Effect of Lenalidomide on Pentylenetetrazole-Induced Clonic Seizure Threshold in Mice: A Role for N-Methyl-D-Aspartic Acid Receptor/Nitric Oxide Pathway.

Abstract

Background and purpose: Accumulating evidence suggest that lenalidomide, a structural analog of thalidomide, has neuro-modulatory and neuroprotective properties. In the present study, we investigated effects of acute administration of lenalidomide on clonic seizure threshold in mice induced by pentylenetetrazole (PTZ) and possible role of N-methyl-D-aspartic acid receptor (NMDAR) and nitric oxide (NO) pathway.

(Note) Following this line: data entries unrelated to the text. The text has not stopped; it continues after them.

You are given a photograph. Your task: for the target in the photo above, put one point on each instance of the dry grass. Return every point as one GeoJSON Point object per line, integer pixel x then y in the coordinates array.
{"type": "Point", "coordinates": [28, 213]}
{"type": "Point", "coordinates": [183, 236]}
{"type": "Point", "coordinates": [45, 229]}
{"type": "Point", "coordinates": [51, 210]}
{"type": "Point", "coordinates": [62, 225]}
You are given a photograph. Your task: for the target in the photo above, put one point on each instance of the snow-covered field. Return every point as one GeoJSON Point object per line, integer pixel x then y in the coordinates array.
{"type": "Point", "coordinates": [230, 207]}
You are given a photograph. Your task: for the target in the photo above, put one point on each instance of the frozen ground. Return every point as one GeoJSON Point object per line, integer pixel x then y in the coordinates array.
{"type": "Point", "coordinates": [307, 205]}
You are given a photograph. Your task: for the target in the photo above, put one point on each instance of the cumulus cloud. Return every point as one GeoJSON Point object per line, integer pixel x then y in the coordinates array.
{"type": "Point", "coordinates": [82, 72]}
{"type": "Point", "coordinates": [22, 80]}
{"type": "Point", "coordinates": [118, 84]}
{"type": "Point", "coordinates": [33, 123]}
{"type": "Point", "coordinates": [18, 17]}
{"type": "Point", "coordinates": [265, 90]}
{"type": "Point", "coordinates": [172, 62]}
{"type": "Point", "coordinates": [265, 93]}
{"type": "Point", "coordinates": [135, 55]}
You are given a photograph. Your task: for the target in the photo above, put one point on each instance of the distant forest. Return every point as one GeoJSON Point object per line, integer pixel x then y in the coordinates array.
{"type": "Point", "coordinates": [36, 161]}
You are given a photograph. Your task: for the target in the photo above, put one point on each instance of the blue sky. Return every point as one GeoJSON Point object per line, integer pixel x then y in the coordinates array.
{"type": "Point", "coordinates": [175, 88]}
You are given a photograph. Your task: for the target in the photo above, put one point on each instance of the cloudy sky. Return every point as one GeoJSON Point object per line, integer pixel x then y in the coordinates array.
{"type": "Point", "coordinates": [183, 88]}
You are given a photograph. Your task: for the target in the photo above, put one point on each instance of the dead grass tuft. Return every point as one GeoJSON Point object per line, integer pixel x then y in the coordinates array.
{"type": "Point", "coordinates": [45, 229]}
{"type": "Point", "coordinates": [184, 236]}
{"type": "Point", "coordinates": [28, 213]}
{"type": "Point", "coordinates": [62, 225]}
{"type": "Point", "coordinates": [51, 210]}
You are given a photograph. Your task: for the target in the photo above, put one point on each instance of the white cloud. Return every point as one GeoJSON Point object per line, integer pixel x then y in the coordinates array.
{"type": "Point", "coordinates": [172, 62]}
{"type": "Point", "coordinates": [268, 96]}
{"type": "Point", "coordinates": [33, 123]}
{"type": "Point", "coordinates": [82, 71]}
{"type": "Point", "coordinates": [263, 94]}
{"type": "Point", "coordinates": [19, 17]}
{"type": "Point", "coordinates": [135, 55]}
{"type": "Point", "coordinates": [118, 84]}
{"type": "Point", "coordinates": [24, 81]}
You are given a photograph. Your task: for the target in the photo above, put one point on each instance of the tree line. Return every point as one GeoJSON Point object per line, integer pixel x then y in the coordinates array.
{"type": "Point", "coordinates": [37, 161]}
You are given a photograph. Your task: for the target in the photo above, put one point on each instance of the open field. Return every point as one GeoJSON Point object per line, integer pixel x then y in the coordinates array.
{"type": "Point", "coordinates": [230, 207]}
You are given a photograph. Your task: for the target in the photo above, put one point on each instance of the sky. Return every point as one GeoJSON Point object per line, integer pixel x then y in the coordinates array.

Methods: We have utilized a clonic model of seizure in NMRI mice induced by PTZ to evaluate the potential effect of lenalidomide on seizure threshold. Different doses of lenalidomide (5, 10, 20, and 50 mg/kg, intraperitoneal [i.p.]) were administered 1 hour before PTZ. To evaluate probable role of NMDAR/NO signaling, the non-selective NO synthase inhibitor L-N ^G-nitroarginine methyl ester (L-NAME; 10 mg/kg, i.p.), neuronal NOS (nNOS) inhibitor 7-nitroindazole (7-NI; 30 mg/kg, i.p.), selective inducible NOS inhibitor aminoguanidine (AG; 100 mg/kg, i.p.), selective NMDAR antagonist MK-801 (0.01 mg/kg, i.p.), and selective NMDAR agonist D-serine (30 mg/kg, i.p.) were injected 15 minutes before lenalidomide.

Results: Lenalidomide at 10 and 20 mg/kg significantly elevated the PTZ-induced seizure thresholds. Interestingly, L-NAME (10 mg/kg, i.p), 7-NI (30 mg/kg, i.p), and AG (100 mg/kg, i.p) reversed the anticonvulsive effect of lenalidomide (10 mg/kg). Moreover, treatment with the NMDAR agonist D-serine (30 mg/kg, i.p.) did not alter the anticonvulsive properties of lenalidomide (10 mg/kg, i.p). However, the NMDAR antagonist MK-801 (0.01 mg/kg, i.p) significantly reversed the anticonvulsive effects of lenalidomide (10 mg/kg).

Conclusions: Our study demonstrated a role for the NMDAR/NO pathway in the anticonvulsive effects of lenalidomide on the PTZ-induced clonic seizures in mice.